Meus tênis brancos se destacam no assoalho feito de cerâmica enquanto em um dos meus ouvidos eu escuto a voz da Miley Cirus como uma espécie de anestesiador em uma fria e tediante terça-feira. O cheiro forte de café tange todos os corredores sinalizando que o dia está apenas começando. Aperto as alças macias da minha mochila ao perceber que em poucos segundos, a pouquíssimos centímetros, eu irei ingressar no amontoado de pessoas que infelizmente, estão tão próximas do meu armário quanto eu.

Não que eu esteja dizendo que não gosto de pessoas, porque eu gosto, mas sempre que puder usufuir daoportunidade de me manter distante de qualquer coisa que respira, eu irei fazê-lo com uma satisfação enorme.

Desde pequena meus pais diziam alto e claro que 'Você tem que aprender a socializar melhor, fazer mais amigos', mas a questão é que eles nunca me ensinaram como. Pessoas não passam de distrações, algo passageiro que vai passar como uma folha em sua vida e da mesma forma que chegou, ela irá embora, deixando apenas aquilo que chamam de lembrança em algumas partes de nossos cérebros. Rosé é a única pessoa que eu não vejo assim. Dentre tantas almas espalhadas por aí, meu destino decidiu colocar logo a mais extrovertida, a mais carinhosa, a que fala por cotovelos e por Deus, a que come como ninguém que eu já havia conhecido.

Meus ombros se encolhem em um ato automático ao me aproximar da pequena porta de aço na cor vermelha no meio de tantas outras iguais.
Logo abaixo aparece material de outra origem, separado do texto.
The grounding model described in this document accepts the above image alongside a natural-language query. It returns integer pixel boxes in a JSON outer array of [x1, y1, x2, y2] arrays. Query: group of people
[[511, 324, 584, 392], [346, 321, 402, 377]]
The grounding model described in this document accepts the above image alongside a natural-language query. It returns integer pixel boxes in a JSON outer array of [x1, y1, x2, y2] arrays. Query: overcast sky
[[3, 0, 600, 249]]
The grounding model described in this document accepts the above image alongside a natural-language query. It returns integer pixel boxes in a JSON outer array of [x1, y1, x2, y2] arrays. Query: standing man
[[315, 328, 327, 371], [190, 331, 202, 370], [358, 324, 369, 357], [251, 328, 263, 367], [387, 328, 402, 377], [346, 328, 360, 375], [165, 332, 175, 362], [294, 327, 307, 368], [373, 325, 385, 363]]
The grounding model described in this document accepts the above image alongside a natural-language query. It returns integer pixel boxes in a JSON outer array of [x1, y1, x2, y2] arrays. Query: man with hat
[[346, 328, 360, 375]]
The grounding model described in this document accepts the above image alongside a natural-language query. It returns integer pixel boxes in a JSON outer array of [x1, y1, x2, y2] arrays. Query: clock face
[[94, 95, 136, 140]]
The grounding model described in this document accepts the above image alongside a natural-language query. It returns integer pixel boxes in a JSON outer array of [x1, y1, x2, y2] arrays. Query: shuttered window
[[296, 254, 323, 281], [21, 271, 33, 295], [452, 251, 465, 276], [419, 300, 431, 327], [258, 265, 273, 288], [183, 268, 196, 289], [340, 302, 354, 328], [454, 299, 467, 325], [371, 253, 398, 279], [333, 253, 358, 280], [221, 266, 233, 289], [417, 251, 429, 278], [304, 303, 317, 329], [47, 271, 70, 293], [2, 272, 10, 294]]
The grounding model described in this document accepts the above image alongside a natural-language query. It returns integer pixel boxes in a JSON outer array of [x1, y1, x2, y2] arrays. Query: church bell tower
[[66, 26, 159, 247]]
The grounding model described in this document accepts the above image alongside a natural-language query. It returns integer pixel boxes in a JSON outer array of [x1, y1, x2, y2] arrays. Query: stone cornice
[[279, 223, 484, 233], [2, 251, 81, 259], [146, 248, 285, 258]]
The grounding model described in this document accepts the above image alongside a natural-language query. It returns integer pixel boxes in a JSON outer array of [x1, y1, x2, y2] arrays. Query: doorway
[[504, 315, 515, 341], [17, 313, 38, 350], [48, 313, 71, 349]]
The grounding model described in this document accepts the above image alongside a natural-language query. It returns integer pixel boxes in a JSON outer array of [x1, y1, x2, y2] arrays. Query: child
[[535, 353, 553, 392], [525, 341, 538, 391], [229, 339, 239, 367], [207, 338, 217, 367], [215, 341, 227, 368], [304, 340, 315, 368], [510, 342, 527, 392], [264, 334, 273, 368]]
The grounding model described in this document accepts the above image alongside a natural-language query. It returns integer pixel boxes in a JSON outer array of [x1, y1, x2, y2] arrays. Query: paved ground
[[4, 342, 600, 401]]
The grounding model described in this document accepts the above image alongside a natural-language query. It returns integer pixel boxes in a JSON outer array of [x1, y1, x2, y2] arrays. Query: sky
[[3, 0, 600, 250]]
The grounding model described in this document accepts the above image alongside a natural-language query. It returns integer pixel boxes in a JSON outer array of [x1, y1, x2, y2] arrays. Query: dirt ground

Algumas com adesivos, outras com fotos, objetos de importância ou qualquer outra coisa que tenha valor e que você ame tanto ao ponto de querer se recordar todos os dias. Eu já não tenho nada disso. Motivos? Não tenho mais do que um único amigo, não saio de casa se não for por obrigações, odeio me socializar com outras pessoas, e bom, não vejo vantagens de uma pessoa que é tão invisível ter algo além de uma foto em família que foi tirada no meu aniversário de doze anos.

Coloquei meus materiais necessários na mochila e abandonei aqueles inúteis organizadamente nas prateleiras do meu armário. Mesmo sendo uma pessoa desligada e muitas vezes despreocupada com bens materiais, ao ver que um dos livros cai para o lado, não hesito em colocá-lo de volta no lugar e conferir que não iria cair alguma outra vez, isso seria péssimo.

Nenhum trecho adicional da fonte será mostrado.